The concern over potential fraud began Monday night, when international media began reporting that the entire election had blacked out–that no word had come from either candidate or the election commission for too long. Word soon came, however, and international observers agreed with the election commission: the election was clean, and Hernandez had won. It would not have been a surprise to observers who watched his lead surge with his anti-crime platform. Hernandez’s promise to do anything in his power to stop crime resonated in a nation that endures twenty violent deaths a day.

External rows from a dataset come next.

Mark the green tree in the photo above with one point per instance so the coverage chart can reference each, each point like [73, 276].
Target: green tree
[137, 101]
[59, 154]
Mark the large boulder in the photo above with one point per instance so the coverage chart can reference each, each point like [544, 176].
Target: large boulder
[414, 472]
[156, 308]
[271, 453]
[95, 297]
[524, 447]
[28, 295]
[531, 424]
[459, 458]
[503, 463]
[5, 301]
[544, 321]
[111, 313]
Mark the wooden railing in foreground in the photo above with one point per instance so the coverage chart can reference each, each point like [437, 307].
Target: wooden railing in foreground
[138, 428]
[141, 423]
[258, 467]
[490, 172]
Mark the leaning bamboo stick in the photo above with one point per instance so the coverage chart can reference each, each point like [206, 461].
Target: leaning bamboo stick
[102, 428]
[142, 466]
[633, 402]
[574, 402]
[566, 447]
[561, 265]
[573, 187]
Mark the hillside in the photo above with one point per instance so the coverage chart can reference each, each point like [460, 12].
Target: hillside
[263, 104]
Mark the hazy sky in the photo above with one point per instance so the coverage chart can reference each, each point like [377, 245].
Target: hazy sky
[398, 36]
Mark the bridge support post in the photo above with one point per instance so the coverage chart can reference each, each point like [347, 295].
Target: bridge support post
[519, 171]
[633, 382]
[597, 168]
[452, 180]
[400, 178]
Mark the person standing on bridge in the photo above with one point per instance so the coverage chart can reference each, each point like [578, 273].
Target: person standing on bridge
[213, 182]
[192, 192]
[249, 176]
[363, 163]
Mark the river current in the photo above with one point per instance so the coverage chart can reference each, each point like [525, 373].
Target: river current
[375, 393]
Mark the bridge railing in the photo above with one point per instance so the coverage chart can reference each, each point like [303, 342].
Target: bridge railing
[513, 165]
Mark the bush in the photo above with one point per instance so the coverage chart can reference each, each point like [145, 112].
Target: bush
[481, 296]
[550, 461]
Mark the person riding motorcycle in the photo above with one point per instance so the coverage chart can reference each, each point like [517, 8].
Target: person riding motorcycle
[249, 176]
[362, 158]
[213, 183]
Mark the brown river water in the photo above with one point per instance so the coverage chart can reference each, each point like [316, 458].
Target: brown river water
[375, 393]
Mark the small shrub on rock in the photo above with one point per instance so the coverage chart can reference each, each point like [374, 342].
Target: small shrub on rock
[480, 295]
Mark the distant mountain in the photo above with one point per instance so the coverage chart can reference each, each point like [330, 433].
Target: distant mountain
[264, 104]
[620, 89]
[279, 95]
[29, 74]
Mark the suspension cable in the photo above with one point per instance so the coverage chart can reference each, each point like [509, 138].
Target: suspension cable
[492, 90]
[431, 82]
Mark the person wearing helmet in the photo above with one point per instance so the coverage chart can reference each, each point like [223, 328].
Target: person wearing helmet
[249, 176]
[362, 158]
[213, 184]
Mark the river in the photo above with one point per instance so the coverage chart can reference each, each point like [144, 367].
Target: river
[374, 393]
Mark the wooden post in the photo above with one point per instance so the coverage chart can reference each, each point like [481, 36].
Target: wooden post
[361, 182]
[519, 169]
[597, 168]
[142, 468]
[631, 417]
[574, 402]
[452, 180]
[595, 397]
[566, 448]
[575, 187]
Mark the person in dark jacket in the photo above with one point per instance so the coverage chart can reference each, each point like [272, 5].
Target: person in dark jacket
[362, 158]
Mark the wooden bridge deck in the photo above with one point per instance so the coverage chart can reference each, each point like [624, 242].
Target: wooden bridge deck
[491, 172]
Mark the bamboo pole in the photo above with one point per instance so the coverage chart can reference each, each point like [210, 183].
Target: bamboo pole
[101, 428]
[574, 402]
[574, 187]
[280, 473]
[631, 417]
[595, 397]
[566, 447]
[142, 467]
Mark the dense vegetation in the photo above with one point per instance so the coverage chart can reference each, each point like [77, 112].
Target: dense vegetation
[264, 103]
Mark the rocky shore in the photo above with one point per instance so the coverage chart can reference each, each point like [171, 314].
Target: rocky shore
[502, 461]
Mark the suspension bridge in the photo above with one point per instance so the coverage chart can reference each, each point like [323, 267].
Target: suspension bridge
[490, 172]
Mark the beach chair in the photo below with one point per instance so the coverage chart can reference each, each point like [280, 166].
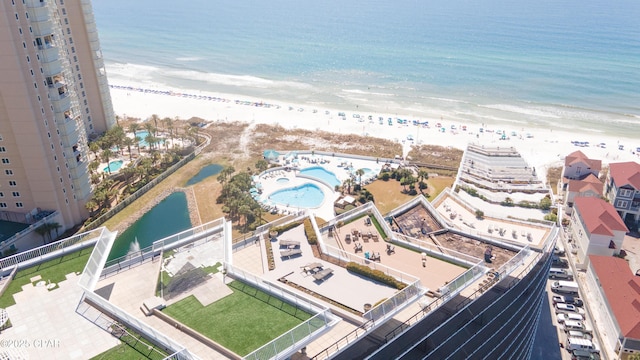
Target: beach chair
[322, 274]
[391, 249]
[290, 253]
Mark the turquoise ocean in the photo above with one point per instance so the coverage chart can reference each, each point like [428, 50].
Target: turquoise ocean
[569, 63]
[563, 63]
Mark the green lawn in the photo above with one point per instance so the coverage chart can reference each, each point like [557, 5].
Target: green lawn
[53, 270]
[243, 321]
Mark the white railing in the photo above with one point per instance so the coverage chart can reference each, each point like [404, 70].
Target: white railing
[49, 251]
[25, 231]
[88, 281]
[346, 256]
[286, 344]
[169, 242]
[390, 307]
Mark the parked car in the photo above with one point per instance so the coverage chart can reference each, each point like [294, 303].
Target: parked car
[558, 250]
[561, 274]
[559, 262]
[570, 300]
[568, 308]
[562, 317]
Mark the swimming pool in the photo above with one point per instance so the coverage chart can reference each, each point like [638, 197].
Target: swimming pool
[304, 196]
[114, 166]
[143, 138]
[320, 173]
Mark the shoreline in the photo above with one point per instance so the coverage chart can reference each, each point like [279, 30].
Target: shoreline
[192, 207]
[541, 148]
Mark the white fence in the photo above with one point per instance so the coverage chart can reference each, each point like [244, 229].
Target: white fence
[50, 251]
[288, 343]
[88, 281]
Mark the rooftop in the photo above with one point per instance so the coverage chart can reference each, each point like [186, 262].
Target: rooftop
[579, 157]
[622, 290]
[625, 173]
[599, 216]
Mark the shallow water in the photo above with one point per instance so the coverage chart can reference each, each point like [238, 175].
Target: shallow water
[170, 216]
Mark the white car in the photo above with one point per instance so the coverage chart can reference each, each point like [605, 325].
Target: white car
[562, 317]
[568, 308]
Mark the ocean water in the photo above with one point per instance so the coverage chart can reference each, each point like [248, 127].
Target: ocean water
[570, 64]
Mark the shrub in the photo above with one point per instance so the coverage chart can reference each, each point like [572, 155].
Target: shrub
[376, 275]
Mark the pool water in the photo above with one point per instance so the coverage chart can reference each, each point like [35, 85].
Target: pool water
[113, 166]
[303, 196]
[322, 174]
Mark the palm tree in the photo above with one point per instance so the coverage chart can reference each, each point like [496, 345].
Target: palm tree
[262, 165]
[133, 128]
[348, 183]
[128, 142]
[155, 118]
[42, 230]
[94, 147]
[360, 172]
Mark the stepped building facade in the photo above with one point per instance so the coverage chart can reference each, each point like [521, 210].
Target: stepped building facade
[54, 96]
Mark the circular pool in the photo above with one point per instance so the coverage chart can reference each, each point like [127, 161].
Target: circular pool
[304, 196]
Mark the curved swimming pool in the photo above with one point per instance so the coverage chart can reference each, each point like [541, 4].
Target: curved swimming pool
[113, 166]
[304, 196]
[322, 174]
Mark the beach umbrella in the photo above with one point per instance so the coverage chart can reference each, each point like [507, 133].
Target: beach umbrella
[270, 154]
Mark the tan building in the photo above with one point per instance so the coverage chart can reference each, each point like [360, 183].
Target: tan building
[53, 96]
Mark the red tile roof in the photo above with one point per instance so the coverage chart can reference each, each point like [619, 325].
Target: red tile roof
[591, 182]
[622, 290]
[626, 173]
[579, 156]
[599, 216]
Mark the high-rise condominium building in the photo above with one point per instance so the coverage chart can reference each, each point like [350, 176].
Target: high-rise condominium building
[53, 97]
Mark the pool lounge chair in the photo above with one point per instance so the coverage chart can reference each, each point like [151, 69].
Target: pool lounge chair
[290, 253]
[322, 274]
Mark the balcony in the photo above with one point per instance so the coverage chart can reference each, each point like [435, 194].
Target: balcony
[42, 27]
[69, 134]
[60, 103]
[53, 67]
[79, 171]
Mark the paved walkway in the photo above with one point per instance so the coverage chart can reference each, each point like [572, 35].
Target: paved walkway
[46, 325]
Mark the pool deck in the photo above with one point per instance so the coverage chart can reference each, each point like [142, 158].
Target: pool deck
[271, 181]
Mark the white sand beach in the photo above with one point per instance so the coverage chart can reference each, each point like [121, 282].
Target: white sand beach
[540, 147]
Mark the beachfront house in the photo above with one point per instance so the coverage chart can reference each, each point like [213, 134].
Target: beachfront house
[590, 186]
[623, 191]
[578, 166]
[596, 229]
[616, 291]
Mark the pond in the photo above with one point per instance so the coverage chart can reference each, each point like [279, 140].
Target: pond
[170, 216]
[205, 172]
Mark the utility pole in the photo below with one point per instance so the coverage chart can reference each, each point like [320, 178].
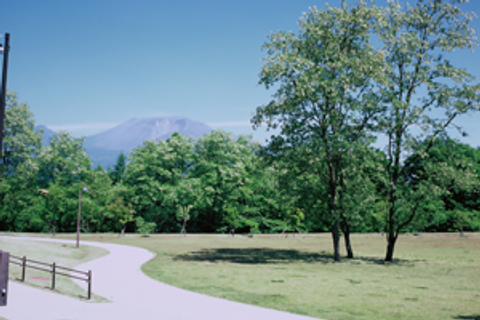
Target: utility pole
[3, 97]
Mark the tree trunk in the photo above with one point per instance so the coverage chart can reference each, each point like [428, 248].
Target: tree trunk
[390, 247]
[336, 241]
[184, 228]
[348, 245]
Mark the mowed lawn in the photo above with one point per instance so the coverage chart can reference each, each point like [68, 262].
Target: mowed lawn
[435, 276]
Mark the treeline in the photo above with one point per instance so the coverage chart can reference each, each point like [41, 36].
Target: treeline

It was apparently enough of a surprise to Castro and her husband, Manuel Zelaya, that they have threatened to advocate for mass protests if the election does not turn their way. Zelaya himself, advocating vocally for his spouse, warned that he would “take it to the streets if necessary,” but he would not accept the victory of her opponent.
“We will not go fight to the institutions that we know are corroded by a system that doesn’t work, that has conspired and is in cahoots,” Zelaya insisted Tuesday. His call has been heeded, with students taking the streets and the Honduran police and military doing what it can to keep the throngs at bay. This report from Telesur TV shows footage of clashes with police, flaming vehicles, and other dangers amid the protests:
Honduras, the most violent country in the world gauging murders per capita, has been struggling to find a foothold of political stability since the overthrow of the leftist President Manuel Zelaya in 2009. Many on the left decried the “coup” as a mockery of the democratic process. President Obama voiced his support of Zelaya. Hugo Chavez did too, and Ecuadorian strongman president Rafael Correa even went to Honduras to back Zelaya. In the end, however, the efforts to keep Zelaya in place ended up looking more like a coalition of foreigners trying to keep Richard Nixon in power than opposition to any “coup.”
In an excellent piece by my colleague John Simpson at the time, he explains the series of events that led to Zelaya’s ouster:
President Zelaya was actively engaged in violating the Honduran Constitution by pushing an illegal ballot referendum to extend his term in office that had been vehemently opposed by the Honduran Supreme Court, the attorney general, the Congress and even Zelaya’s own party. On June 25th, in violation of Supreme Court order, President Zelaya ordered the commander of Honduras’ armed forces, Gen. Romeo Vasquez, to distribute the illegal ballots which, curiously, had just arrived from Venezuela courtesy of Hugo Chavez.Gen. Vasquez refused. Zelaya fired him.
In other words, Zelaya was attempting exactly the sort of tyrannical legislative propositions Chavez made a name for himself by implementing–the sort of tyrannical legislative propositions his successor, Nicolás Maduro, is running amok with today. His successor, Roberto Micheletti, proved the good intentions of the so-called coup by stepping down to allow the winner of the 2010 elections, Porfirio Lobo, to take the reins. This week’s elections would continue a streak of relatively peaceful transfers of power for the nation should the left not whip protesters into a potentially violent frenzy in [Xiomara] Castro’s name.
The fear in these elections should not be that any fraud may have hurt Castro’s candidacy. It is that, through her, Zelaya may have once again infiltrated the halls of Honduran executive power. And the two threaten to agitate the nation even further with their unsubstantiated calls of fraud–a situation to continue to follow closely, as few countries can handle this sort of turmoil less than Honduras.